4\Do the DDR Stress test and Generate the DDR Code
The following is the workflow of the DDR tool for the MX8MM series:
Preparation
Board: i.MX 8M Mini LPDDR4 EVK
Software download: mscale_ddr_tool_v3.31_setup.exe(Install it)
PC:Window10 PC file .ds file
Hardware requirements for the board: (Please note that these interfaces are necessary when using our stress testing tools)
- Serial download mode
- USB OTG port
- Debug UART port
4.1 Hardware connection
SW1101set 1010xxxxxx go to Serial Download mode, connect the USB-OTG and UART to PC, USB OTG is used for serial download of binary files: UART is used to communicate with users. Note: It is recommended to connect the USB OTG directly to the host PC, rather than through the USB Hub.
When power on the board,we can see HID-compliant vendor-defined device and USB Input Device:
UART port are COM3 and COM4:
4.2 Open MSCALEDDR_Tool. exe in administrator mode for DDR parameter calibration and pressure testing:
- Select serial port
Select Search in Debug UART and you can read that the other two serial ports COM3 and COM4 have been tried. Click on the Connect button. It should be noted that we have two serial ports, one for the A core and the other for the M core. Here, COM4 must be selected to load the script normally. COM4 is used for the A core.
- Select Target
Select the MX8M-mini,speed of CPU chosse1200MHZ, DDR LPDDR4 size 2GB.
- Select .ds file, Load DDR Script:
Copy the generate mx8mm_micron_lpddr4_2gb_2d_1500m_200m_50m_32bit_1cs_RPAv22.ds to the path of the DDR TOOL, then press the Download button. After the download is successful, there will be a print message indicating the successful download and the startup information of the board. We can see the CPU parameters and DDR configuration.
- Pres Calibration:
This step mainly involves executing the DDR initialization and calibration process. If there is a failure, it is necessary to analyze the DDR problem based on the printed information. If there is no problem, the following interface will appear.
(5) If there are no problems after calibration, perform a pressure test. Only perform this operation when the calibration is passed. Run the test on all frequency set points. If the DDR pressure test passes, you can see that the test has passed successfully. If there is an error, you should search for the problem with the DDR based on the error message.
(6) Generate u-boot timing
After the stress test is successfully completed, clicking the Gen Code button will generate a file lpddr4_timing. c, and then the lpddr4_timing. C file can be copied to the u boot directory.

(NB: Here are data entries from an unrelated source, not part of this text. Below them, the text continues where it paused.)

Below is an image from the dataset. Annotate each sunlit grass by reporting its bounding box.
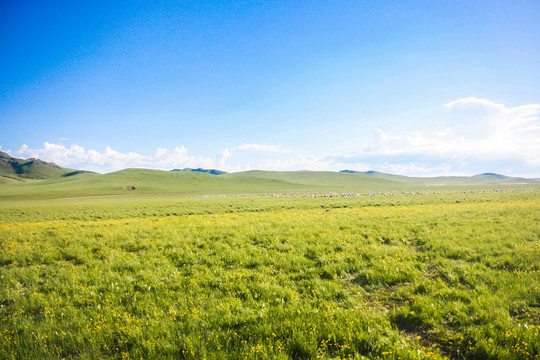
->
[0,191,540,359]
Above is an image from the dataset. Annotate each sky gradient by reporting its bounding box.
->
[0,0,540,177]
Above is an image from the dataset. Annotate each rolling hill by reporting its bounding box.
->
[0,151,94,184]
[0,152,540,200]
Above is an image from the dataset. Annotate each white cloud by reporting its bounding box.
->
[7,97,540,177]
[16,142,226,171]
[360,97,540,166]
[236,144,291,152]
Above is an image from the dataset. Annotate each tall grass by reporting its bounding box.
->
[0,193,540,359]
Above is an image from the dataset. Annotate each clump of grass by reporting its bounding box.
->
[0,190,540,359]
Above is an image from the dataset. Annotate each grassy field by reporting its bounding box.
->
[0,184,540,359]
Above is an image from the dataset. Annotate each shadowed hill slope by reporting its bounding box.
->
[0,167,540,200]
[0,151,94,183]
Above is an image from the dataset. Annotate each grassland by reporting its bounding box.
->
[0,183,540,359]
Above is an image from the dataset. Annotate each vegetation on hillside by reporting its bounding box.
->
[0,187,540,359]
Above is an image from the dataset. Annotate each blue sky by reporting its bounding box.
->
[0,0,540,177]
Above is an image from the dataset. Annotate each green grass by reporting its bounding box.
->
[0,169,539,201]
[0,187,540,359]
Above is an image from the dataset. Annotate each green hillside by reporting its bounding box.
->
[0,165,540,200]
[0,151,89,184]
[340,170,539,186]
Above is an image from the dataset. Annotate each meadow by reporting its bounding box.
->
[0,185,540,359]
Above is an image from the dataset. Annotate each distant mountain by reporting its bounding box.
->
[0,151,90,183]
[473,173,510,179]
[340,170,538,186]
[171,168,227,175]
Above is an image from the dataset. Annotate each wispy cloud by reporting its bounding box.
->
[236,144,291,152]
[330,97,540,173]
[16,142,231,170]
[7,97,540,176]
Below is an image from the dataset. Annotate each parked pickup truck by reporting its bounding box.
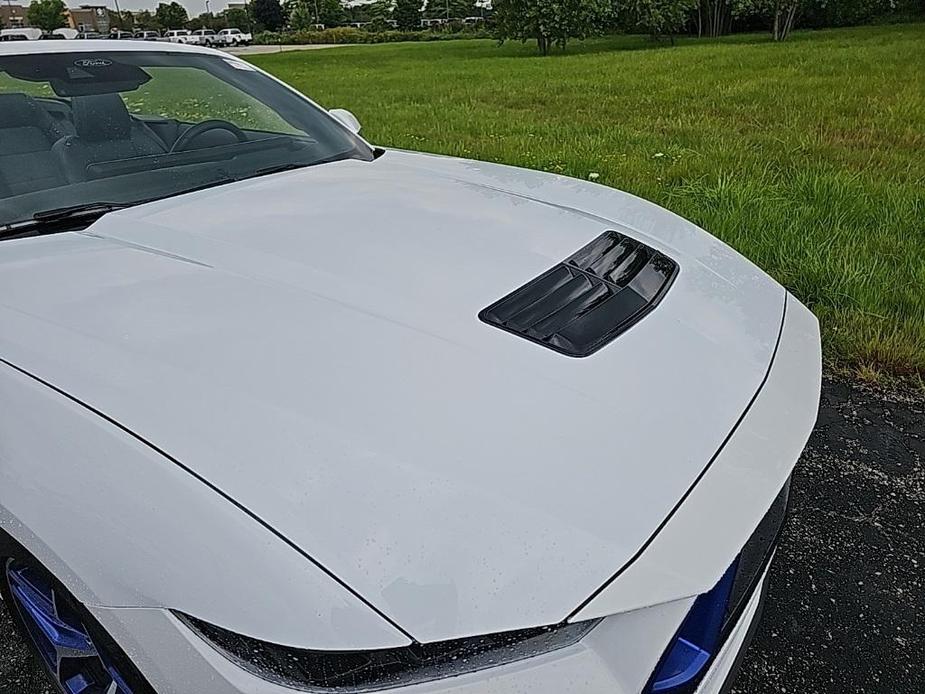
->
[164,29,191,43]
[186,29,228,48]
[218,29,254,46]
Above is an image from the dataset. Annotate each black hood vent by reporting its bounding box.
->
[479,231,678,357]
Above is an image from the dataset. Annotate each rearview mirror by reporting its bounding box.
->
[328,108,361,134]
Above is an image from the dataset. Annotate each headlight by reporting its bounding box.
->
[178,614,600,692]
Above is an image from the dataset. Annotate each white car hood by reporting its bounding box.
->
[0,152,784,641]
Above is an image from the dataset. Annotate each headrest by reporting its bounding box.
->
[71,94,132,142]
[0,94,42,128]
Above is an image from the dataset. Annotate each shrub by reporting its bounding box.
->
[254,27,491,45]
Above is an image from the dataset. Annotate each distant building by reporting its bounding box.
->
[0,4,28,29]
[67,5,110,34]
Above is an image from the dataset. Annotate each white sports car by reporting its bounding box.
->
[0,41,820,694]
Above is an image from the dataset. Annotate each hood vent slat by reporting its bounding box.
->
[479,231,678,357]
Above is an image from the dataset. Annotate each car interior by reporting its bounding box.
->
[0,93,272,197]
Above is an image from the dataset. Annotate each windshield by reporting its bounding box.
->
[0,50,373,227]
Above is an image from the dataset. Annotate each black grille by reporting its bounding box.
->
[479,231,678,357]
[723,479,790,631]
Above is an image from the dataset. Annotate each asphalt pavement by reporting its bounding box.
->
[0,380,925,694]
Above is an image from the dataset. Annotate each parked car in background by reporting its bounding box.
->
[218,29,254,46]
[164,29,192,43]
[186,29,227,48]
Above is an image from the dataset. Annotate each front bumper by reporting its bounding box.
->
[92,560,768,694]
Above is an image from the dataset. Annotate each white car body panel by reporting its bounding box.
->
[0,41,820,694]
[0,363,409,649]
[571,297,822,621]
[0,154,784,641]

5\ Modifying and configuring DDR frequencies that are not supported by default
The above test is for the frequency point 1500MHZ that is supported by default in our tool. RPA provides default DRAM PLL settings (DRAM frequency) based on the default settings supported in u-boot. If the customer is not using the default supported frequency, in addition to updating the new frequency in RPA, the new DRAM PLL settings should also be manually updated in the u boot SPL.
(1) Firstly, in the RPA script, "Clock Cycle Freq (MHz)" is set to the frequency we need
(2) Then search for 'memory set 0x30360054' in the RPA DDR stress test file worksheet tab, with a default setting of 1500MHZ.
We can see the DRAM PLL register and bit settings:
For special frequencies, we have a calculation formula here:
DDR_freq = [(24MHz x pll_main_div)/(pll_pre_div x 2^pll_post_div)] x 2
1500 = [(24 x 250) / (8 x 2^1)] x 2
Bellow are some special examples of the required configurations for various frequencies:
Finishing configuration, create a. ds test DDR script in the RPA script to specify the frequency of this configuration.
(3)After creating a DDR script for the DDR stress testing tool, run the calibration and perform the DDR pressure test. Generating the lpddr4_timing.c, modify the required DDR rate parameters Manually.
(4)Modify the DRAM PLL,DRAM_freq = DRAM_PLL x 2 in SPL,u-boot SPL DDR driver can will not automatically change DRAM PLL based on generated code. Therefore, users will need to manually modify the dram_pll_init for the required DDR PLL parameter.